Jemma 3N has a new architecture in the heart called Matformer, which is small for a matrious transformer. Google explains that like dolls victim dolls, models include small, completely functional sub-models inside older people. This design makes it easier to score performance based on hardware available for developers. For example, Gemma 3n is available in two versions: E2B, which operates less in the form of 2GB memory, and E4B, which requires approximately 3GBs.
Despite having a 5 to 8 billion raw parameters, both models perform like a very small model in terms of resource usage. This efficiency comes from innovations such as per-layer embeding (ple), which transfer some workload from the phone’s graphics processor to its central processor, which freely free valuable memory.
Gemma 3n also introduces KV cash sharing, which gives considerable speed of how quickly the model processes long audio and video input. Google says that it improves the response to two times in time, making real -time applications such as voice assistants or video analysis, very fast and more practical on mobile devices.
For speech-based features, Gemma 3n contains an underlying audio encoder adapted to Google’s universal speech model. This allows it to do tasks like speech-to-text and language translation directly on the phone. Preliminary tests have shown particularly strong results when translating between English and European languages ​​such as Spanish, French, Italian and Portuguese.
The visual side of GEMMA 3N is powered by Mobilenet-V5, Google’s new lightweight vision encoder. This system can handle video streams up to 60 frames per second on devices such as Google Pixel, which smoothly enables real -time video analysis. Despite being small and sharp, it improves the previous vision model in both speed and accuracy.
Developers can use Gemma 3n such as through popular devices such as face transformers, Olama, MLX, LLAMA.CPP and others.

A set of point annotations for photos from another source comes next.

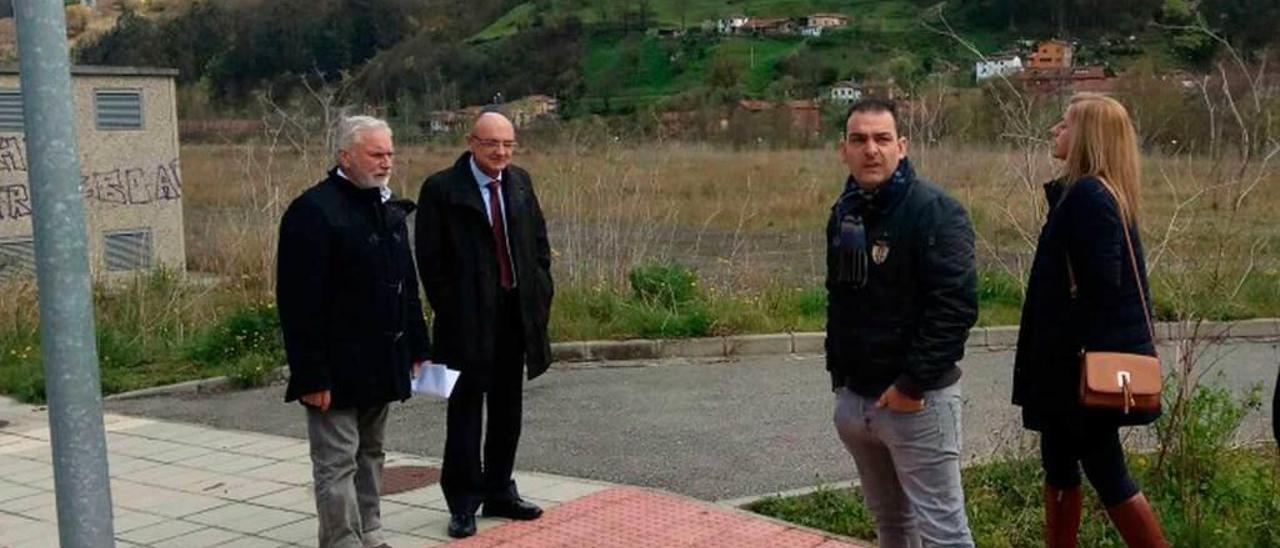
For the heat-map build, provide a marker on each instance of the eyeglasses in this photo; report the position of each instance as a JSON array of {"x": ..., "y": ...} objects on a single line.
[{"x": 494, "y": 144}]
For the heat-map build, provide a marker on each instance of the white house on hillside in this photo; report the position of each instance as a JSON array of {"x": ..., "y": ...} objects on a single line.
[
  {"x": 731, "y": 24},
  {"x": 997, "y": 65},
  {"x": 846, "y": 91}
]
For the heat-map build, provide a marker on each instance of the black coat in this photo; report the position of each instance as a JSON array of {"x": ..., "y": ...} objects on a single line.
[
  {"x": 347, "y": 295},
  {"x": 1086, "y": 227},
  {"x": 458, "y": 264},
  {"x": 909, "y": 324}
]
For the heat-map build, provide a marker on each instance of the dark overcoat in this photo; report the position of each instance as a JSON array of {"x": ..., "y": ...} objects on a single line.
[
  {"x": 458, "y": 264},
  {"x": 1083, "y": 227},
  {"x": 347, "y": 295}
]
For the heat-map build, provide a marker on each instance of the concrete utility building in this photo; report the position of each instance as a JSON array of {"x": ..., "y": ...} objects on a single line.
[{"x": 132, "y": 185}]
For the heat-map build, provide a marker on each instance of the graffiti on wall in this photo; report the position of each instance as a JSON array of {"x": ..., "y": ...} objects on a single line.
[{"x": 129, "y": 186}]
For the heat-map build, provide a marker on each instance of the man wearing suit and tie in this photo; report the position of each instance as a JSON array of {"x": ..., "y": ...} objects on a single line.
[{"x": 485, "y": 264}]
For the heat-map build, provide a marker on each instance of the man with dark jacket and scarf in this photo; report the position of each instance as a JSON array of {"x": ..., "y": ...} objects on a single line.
[
  {"x": 903, "y": 295},
  {"x": 352, "y": 323},
  {"x": 485, "y": 265}
]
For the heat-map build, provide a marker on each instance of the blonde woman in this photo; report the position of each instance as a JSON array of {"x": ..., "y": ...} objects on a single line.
[{"x": 1084, "y": 293}]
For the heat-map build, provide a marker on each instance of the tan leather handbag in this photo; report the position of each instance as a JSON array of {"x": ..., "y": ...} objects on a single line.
[{"x": 1120, "y": 380}]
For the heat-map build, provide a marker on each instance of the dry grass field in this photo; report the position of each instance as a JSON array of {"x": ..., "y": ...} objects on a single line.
[
  {"x": 743, "y": 227},
  {"x": 744, "y": 219}
]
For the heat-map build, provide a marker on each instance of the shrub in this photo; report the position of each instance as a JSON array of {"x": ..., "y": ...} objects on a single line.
[
  {"x": 666, "y": 284},
  {"x": 254, "y": 329}
]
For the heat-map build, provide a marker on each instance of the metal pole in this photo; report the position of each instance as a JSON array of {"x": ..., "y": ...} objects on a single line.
[{"x": 63, "y": 278}]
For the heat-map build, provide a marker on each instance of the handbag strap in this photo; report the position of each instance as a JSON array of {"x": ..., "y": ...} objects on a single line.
[{"x": 1133, "y": 263}]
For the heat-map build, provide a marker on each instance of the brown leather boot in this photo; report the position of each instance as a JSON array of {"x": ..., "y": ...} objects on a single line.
[
  {"x": 1061, "y": 516},
  {"x": 1137, "y": 523}
]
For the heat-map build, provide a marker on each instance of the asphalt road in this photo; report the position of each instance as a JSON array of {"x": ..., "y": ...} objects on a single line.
[{"x": 709, "y": 429}]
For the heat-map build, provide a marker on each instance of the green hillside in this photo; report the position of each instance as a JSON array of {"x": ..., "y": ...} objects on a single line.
[{"x": 878, "y": 14}]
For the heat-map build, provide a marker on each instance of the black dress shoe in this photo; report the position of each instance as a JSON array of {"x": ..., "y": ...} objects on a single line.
[
  {"x": 515, "y": 508},
  {"x": 462, "y": 525}
]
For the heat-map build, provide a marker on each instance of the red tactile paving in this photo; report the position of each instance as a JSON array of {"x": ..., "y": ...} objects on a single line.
[{"x": 630, "y": 517}]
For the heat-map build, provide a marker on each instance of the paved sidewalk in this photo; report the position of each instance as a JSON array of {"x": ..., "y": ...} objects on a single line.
[{"x": 183, "y": 485}]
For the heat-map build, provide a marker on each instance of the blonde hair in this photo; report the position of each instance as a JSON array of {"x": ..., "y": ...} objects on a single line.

Google has also launched the “GEMMA 3N Impact Challenge”, inviting developers to make applications using the offline capabilities of the model. The winners will share the $ 150,000 prize pool.
Importantly, the model can operate completely offline, which means that it does not require internet connection to work. It opens the door to AI-managed apps in remote areas or privacy-sensitive conditions where cloud-based models are not viable. With the support of over 140 languages ​​and the ability to understand the material in 35, the GEMMA 3n sets a new standard for efficient, accessible on-device AI.